The Rationale for Householding Accounts

Banks, securities brokerage, and asset management firms often give clients discounted fees, enhanced money fund rates and/or special perks based on the size of the total household relationship.

Thus, developing and maintaining logic for grouping accounts into client households is an important activity. Financial services companies, especially banks and securities brokerages, are hampered in market research and customer analysis by databases that are organized by account, not by client or client household. 

In dealing with high net worth clients, methodologies that can identify their related accounts automatically, prior to confirmation by the clients themselves, often is a means to impress such people with the sophistication of the firm, and thus facilitate further asset gathering from them. By contrast, asking such people to perform such identification is often feared as an admission of ignorance on the part of the firm.

Householding Methodology

The precise definition of a household varies by firm. Developing the logic for grouping accounts into households is a joint effort between marketing and information technology.

The accounts belonging to a household each may have a different tax identification number (or TIN). A person's TIN is a Social Security number (or SSN), and thus each person in a household (e.g., husband, wife and children) will have a unique TIN. If a household member owns a business or is the beneficiary of a trust or estate, each of those will have a unique TIN.

The process of associating multiple accounts with an individual or a household is complicated by several factors. For example, household members may use different surnames. Business, trust and estate accounts will have different names also. A household may use several addresses, such as for a permanent home, a vacation home, a business address or a post office box. Variations in spelling (such as the use of initials or abbreviations) across accounts also can complicate systemic grouping of accounts into a household.
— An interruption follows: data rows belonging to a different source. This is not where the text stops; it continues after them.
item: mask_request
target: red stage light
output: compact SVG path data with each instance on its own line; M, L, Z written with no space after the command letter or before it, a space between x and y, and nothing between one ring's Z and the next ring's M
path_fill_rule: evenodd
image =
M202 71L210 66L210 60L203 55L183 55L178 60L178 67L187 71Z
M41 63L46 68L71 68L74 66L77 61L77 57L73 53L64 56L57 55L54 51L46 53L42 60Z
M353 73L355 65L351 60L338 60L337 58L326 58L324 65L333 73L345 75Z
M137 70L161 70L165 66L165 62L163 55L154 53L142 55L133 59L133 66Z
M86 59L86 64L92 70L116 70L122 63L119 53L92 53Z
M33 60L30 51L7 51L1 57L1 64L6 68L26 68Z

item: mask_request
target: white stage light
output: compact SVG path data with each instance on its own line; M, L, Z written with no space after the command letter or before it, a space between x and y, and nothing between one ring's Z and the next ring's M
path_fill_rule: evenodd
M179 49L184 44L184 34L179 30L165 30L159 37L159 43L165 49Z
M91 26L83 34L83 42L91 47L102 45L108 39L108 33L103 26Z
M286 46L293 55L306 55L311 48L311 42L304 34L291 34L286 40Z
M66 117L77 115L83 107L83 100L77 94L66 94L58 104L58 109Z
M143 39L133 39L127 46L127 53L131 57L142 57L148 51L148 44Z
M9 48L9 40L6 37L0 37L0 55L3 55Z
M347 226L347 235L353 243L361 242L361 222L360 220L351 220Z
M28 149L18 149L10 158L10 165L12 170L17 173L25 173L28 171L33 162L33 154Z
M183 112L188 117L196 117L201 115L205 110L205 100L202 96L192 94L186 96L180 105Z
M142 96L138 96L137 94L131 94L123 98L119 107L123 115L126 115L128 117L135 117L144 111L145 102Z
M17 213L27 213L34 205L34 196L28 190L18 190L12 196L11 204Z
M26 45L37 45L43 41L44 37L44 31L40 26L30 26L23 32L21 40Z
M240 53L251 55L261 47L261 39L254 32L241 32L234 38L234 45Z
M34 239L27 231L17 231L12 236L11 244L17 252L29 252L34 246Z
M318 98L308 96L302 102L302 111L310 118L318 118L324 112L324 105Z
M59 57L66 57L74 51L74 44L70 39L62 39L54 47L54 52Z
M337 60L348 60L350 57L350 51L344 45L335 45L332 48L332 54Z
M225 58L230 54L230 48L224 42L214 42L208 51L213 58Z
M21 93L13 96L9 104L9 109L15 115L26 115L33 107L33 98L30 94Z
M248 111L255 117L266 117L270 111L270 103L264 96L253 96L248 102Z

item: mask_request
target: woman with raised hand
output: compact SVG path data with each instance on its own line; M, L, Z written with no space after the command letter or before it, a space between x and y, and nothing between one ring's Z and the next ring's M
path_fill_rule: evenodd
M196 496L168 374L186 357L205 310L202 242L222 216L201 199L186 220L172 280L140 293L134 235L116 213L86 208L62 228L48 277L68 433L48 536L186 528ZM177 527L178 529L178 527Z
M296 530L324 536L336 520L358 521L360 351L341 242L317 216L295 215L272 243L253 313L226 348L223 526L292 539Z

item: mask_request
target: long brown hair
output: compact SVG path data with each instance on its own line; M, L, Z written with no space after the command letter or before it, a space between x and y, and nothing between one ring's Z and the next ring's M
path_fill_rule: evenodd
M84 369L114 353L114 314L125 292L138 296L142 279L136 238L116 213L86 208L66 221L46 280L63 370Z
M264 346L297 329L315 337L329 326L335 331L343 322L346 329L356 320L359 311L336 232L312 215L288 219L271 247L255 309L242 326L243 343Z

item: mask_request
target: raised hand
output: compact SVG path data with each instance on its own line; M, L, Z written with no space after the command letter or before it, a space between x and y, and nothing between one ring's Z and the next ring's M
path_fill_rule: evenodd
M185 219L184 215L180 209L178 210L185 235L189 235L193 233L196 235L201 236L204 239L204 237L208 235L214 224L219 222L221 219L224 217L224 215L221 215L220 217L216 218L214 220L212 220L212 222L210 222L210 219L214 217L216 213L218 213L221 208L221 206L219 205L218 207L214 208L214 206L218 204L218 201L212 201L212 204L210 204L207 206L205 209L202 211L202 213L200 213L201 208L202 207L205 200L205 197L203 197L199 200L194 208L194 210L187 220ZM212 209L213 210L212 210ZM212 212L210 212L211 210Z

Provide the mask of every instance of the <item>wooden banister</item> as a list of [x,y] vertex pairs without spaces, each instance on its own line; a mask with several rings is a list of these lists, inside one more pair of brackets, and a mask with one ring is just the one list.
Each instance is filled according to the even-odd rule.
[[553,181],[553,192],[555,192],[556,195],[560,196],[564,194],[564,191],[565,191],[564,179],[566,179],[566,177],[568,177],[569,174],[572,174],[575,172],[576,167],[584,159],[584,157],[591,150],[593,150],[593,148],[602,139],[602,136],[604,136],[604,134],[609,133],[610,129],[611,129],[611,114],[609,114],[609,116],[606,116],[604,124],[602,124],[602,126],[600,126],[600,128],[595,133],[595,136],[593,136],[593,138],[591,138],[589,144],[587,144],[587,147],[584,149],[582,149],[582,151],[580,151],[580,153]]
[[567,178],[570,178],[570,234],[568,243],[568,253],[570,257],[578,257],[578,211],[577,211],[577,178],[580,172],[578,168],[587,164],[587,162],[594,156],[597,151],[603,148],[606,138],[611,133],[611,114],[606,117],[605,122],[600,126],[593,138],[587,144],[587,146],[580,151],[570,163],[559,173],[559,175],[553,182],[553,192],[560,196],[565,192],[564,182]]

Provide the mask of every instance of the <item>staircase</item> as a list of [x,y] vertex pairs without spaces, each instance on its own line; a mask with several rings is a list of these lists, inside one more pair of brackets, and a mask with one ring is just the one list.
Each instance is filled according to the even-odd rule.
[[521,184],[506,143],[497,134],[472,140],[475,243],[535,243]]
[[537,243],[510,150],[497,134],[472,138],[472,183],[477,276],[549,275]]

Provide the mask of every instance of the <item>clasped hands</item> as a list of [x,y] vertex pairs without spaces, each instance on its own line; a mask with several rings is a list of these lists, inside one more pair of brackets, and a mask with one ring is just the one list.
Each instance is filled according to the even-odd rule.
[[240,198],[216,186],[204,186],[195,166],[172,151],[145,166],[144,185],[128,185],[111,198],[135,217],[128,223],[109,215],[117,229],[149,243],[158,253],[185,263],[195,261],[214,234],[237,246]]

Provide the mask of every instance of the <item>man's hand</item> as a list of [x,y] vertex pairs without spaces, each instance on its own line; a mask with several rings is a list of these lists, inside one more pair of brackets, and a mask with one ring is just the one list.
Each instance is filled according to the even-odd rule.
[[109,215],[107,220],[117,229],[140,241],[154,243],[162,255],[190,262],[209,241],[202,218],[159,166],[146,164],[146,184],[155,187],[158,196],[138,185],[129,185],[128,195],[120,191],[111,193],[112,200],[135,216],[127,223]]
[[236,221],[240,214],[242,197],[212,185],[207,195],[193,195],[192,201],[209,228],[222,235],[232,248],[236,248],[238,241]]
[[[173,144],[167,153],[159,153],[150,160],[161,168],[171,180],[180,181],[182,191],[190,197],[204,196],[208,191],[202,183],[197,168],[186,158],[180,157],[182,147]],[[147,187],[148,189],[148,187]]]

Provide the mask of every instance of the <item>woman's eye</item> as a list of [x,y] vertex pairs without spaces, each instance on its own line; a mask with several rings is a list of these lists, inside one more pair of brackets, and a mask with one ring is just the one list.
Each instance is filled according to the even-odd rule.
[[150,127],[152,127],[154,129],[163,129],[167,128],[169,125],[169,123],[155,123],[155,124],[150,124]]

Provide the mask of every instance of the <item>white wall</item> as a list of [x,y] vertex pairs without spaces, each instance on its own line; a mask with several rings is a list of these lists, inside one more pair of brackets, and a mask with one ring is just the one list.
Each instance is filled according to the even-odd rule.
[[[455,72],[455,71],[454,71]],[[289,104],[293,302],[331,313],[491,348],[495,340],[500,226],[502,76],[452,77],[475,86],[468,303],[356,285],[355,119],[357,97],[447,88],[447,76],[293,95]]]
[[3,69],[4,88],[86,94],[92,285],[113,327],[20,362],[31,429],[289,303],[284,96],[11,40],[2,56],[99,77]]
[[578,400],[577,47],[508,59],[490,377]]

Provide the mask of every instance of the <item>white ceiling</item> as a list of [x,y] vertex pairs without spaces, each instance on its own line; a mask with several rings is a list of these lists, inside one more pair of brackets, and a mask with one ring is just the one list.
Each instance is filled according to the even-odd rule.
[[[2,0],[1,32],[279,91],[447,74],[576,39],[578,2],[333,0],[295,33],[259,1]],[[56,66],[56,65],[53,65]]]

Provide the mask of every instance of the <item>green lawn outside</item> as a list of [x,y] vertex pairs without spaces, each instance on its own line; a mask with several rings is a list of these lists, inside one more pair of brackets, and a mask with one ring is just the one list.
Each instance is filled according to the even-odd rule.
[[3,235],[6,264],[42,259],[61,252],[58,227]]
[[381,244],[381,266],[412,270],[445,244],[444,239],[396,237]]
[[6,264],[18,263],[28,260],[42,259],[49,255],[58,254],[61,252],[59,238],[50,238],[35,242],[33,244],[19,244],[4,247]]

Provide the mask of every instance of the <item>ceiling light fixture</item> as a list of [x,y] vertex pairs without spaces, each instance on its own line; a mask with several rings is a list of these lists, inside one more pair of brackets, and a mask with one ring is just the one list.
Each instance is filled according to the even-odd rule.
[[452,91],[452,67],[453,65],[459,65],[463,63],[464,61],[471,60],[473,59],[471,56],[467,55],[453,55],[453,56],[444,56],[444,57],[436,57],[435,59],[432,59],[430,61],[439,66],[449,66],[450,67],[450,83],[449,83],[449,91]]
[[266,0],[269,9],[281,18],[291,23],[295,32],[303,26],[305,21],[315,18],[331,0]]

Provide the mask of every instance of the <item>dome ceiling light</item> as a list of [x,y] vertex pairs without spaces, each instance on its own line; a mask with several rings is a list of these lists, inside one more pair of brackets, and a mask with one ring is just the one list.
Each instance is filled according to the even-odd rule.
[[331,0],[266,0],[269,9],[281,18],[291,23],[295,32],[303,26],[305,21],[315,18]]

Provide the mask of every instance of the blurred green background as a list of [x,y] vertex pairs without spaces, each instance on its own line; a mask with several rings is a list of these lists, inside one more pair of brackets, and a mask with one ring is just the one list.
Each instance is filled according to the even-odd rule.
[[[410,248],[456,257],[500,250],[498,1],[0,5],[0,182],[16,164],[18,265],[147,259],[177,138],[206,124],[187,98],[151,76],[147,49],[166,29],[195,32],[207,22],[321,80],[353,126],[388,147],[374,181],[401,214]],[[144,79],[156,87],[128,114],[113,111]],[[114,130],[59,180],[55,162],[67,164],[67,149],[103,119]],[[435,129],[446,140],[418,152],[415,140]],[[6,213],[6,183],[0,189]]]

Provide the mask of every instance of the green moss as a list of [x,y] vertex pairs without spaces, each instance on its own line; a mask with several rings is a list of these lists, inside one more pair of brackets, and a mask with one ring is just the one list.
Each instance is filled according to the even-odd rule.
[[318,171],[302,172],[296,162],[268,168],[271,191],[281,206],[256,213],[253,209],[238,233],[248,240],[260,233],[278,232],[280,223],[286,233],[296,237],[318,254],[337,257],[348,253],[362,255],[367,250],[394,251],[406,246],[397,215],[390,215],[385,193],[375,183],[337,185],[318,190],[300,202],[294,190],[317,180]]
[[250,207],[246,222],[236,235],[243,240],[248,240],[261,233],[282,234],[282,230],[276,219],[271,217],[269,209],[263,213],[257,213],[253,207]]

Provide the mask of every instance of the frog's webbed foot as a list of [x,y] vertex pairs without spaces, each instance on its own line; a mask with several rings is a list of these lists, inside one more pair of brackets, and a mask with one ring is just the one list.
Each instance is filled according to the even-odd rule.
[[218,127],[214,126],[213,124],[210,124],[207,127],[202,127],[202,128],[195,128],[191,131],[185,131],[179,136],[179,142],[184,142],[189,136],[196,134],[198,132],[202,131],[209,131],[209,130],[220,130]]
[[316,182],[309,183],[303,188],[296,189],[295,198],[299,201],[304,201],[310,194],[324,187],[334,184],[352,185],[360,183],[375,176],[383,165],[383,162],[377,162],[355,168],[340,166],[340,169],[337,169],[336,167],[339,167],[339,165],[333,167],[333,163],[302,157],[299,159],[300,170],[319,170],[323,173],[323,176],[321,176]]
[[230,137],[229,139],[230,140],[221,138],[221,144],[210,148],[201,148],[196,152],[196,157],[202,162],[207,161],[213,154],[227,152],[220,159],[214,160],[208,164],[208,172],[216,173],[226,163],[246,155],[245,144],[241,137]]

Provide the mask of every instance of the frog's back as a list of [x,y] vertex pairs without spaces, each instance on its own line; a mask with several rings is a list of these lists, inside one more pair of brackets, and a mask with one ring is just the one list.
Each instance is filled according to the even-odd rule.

Manual Intervention Is Needed to Group Accounts Into Households

Manual intervention by financial advisors and bank branch managers often is needed to group accounts into households. However, the process can be complicated if a household has accounts at multiple branches or offices, served by multiple financial advisors or bank managers who are not aware of the client's dispersal of accounts. Intelligence provided through contact management systems also can be extremely useful in linking related accounts together.

Ultimately, however, the best source of information necessary for the complete and accurate householding of accounts comes from the clients themselves. After all, they are the beneficiaries of price breaks and service enhancements that come with higher tiers of financial assets or revenues generated, and thus they have clear financial incentives to make sure that all their accounts are included for these purposes.

The Rules for Household Accounts Can Vary Greatly

How stringent or liberal the rules for householding accounts can vary greatly by the firm. While combining the accounts of a married couple tends to be typical, some firms will add in only the accounts of minor children, while others will allow those of adult children to be added. Or, perhaps, the inclusion of multiple generations of lineal descendants will depend on one generation's having introduced the others to the firm. For example, an adult child may have brought his or her parents' into the firm, resulting in all of them being household for pricing, service, and analytic purposes. 

Indeed, given the likelihood that children will inherit all or most of their parents' assets, householding their accounts together while they are all still living has a certain logic to it.

This is true not only for analytic purposes but also as a mechanism to encourage the retention of inherited assets in the same firm.

Also Known As Collapsing, Matching, Social Network Analysis, Account Linked Group.

Examples of Usage: Grouping accounts into households is called householding, the householding of accounts, or to household accounts. Householding is an example of a form of data analysis called collapsing or matching, themselves tools for social network analysis.